As a country already deeply affected by climate change, with only a two-day supply of fresh water on hand at any given time, Qatar knows it needs to find sustainable, secure methods of replenishing its stores of both water and food. In addition to investing in renewable energy research and energy efficiency, Qatar is pouring resources into its education system with the goal of turning Qatar into an international R&D center.
Qatar will be hosting the annual meeting of the United Nations Framework Convention on Climate Change (UNFCCC) in just a few weeks -- a role the country is taking very seriously. Although its most significant contributions to the climate change discussion revolve around technological solutions like the development of solar power and energy-efficient industrial processes, Qatar is also paying increasing attention to the important role of its natural wealth, specifically its coastal ecosystems.

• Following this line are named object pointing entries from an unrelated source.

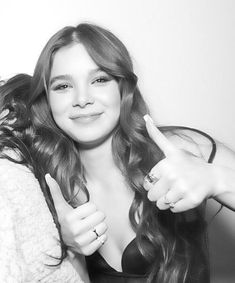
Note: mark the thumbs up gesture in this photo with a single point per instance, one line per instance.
(181, 181)
(83, 228)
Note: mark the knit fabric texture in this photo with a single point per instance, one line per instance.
(29, 239)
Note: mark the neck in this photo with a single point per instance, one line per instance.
(98, 161)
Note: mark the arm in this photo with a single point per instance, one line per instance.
(224, 172)
(185, 179)
(10, 264)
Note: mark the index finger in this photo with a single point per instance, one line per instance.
(164, 144)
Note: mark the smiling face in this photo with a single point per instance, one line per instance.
(84, 100)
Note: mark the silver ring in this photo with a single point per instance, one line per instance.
(172, 204)
(166, 200)
(96, 233)
(102, 241)
(151, 178)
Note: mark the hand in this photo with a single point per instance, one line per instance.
(182, 180)
(83, 228)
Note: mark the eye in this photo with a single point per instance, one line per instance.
(102, 80)
(60, 87)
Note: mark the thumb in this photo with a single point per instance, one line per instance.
(61, 206)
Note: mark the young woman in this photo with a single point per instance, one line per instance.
(124, 179)
(30, 243)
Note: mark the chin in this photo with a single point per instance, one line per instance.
(93, 142)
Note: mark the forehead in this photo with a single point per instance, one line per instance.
(72, 58)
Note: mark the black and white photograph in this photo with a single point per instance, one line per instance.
(117, 141)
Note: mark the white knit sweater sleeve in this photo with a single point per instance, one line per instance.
(29, 240)
(10, 265)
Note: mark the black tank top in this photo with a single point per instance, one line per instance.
(135, 267)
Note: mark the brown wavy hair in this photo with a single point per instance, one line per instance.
(179, 240)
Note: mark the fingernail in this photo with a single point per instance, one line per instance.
(103, 238)
(47, 176)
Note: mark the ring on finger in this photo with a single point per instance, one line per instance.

In addition to supporting important fisheries and providing storm protection, these coastal systems -- including mangroves, seagrass meadows and salt marshes -- also store significant quantities of carbon, most of which is buried in the sediment below.
Scientists from CI and partners have been studying these ecosystems for the past few years, and we've found that because of extremely high carbon sequestration rates, in some places coastal ecosystems can contain many times the amount of carbon per hectare as tropical rainforests. And yet, these systems are being lost far faster than forests, at a rate of about 2 percent per year.
Our partners in Qatar -- QEERI, Qatar University's Environmental Studies Center and Qatar Foundation International -- recognize the importance of studying and protecting these ecosystems. I am looking forward to working with these leading institutions to better understand coastal carbon, advance the science, and develop a plan to protect these ecosystems over the long term.
As a flat peninsular nation vulnerable to rising sea levels, Qatar has the incentive -- and the ability -- to represent the dozens of small island nations which have been ignored and largely left out of the UNFCCC process to date. I left Qatar feeling encouraged that the country -- and the region -- will be the source of many other exciting developments in the years to come.